Structured Language Generation with Outlines in R

Python is a great Swiss army knife for many tasks, especially when it comes to deep learning these days. However, many statisticians and data scientists prefer working in R. In this short blog post, we’ll use the reticulate package to work with Python code inside R. This lets us use the great outlines package by dottxt, and OpenAI’s GPT-4o as a language model backend.

Load Reticulate and Set Up the Environment

Load the reticulate library to interface between R and Python, and specify the conda environment that contains the necessary Python packages (outlines, openai and tiktoken in my case).

library(reticulate)

Warning: package 'reticulate' was built under R version 4.4.1

use_condaenv("/Users/marvin/miniforge3/envs/outlines_py310", required = TRUE)
os <- import("os")
outlines <- import("outlines")

Set Up the OpenAI Model

Set up the OpenAI model using the outlines package. You should not write your API key directly in the code. Instead, we use an environment variable which we set in the terminal before running the R script. This ensures that you don’t accidentally leak your secret API key.

api_key <- Sys.getenv("OPENAI_API_KEY")
model <- outlines$models$openai("gpt-4o", api_key = api_key)

Generate a Response

Now we’ll use the language model to answer a question, and restrict the answer to a choice from multiple options.

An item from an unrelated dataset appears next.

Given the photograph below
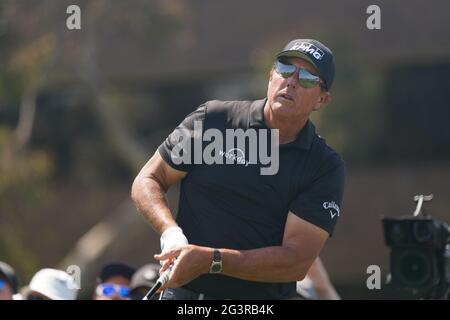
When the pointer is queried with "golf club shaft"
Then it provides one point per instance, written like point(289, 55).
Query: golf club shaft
point(162, 280)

For demonstration purposes, let’s see whether GPT-4 can answer a basic question about Bayesian statistics.

choices = c("Prior", "Likelihood", "Marginal Likelihood", "Evidence", "Posterior")
generator <- outlines$generate$choice(model, choices)

result <- generator("In a Bayesian model, what do we call the probability distribution of parameters given the data?")
print(result)

[1] "Posterior"

Let’s try another more technical question, this time about the choice of a suitable distribution family to model count data.

choices = c("Gaussian", "Poisson", "Negative-Binomial", "Gamma")
generator <- outlines$generate$choice(model, choices)

result <- generator("We have a Bayesian model for count data $y$. The data $y$ is lower-bounded at zero, can take on integer values, and is probably overdispersed. The most suitable distribution family for the data model is ")
print(result)

[1] "Negative-Binomial"

Next Steps

In this demonstrator, we used reticulate as a simple bridge to call Python packages from within R. As a next steps, you can try other generation schemes (not just multiple choice) or build more complex pipelines. Also, Outlines really shines if you use it with a local open source LLM, so you should try that as well.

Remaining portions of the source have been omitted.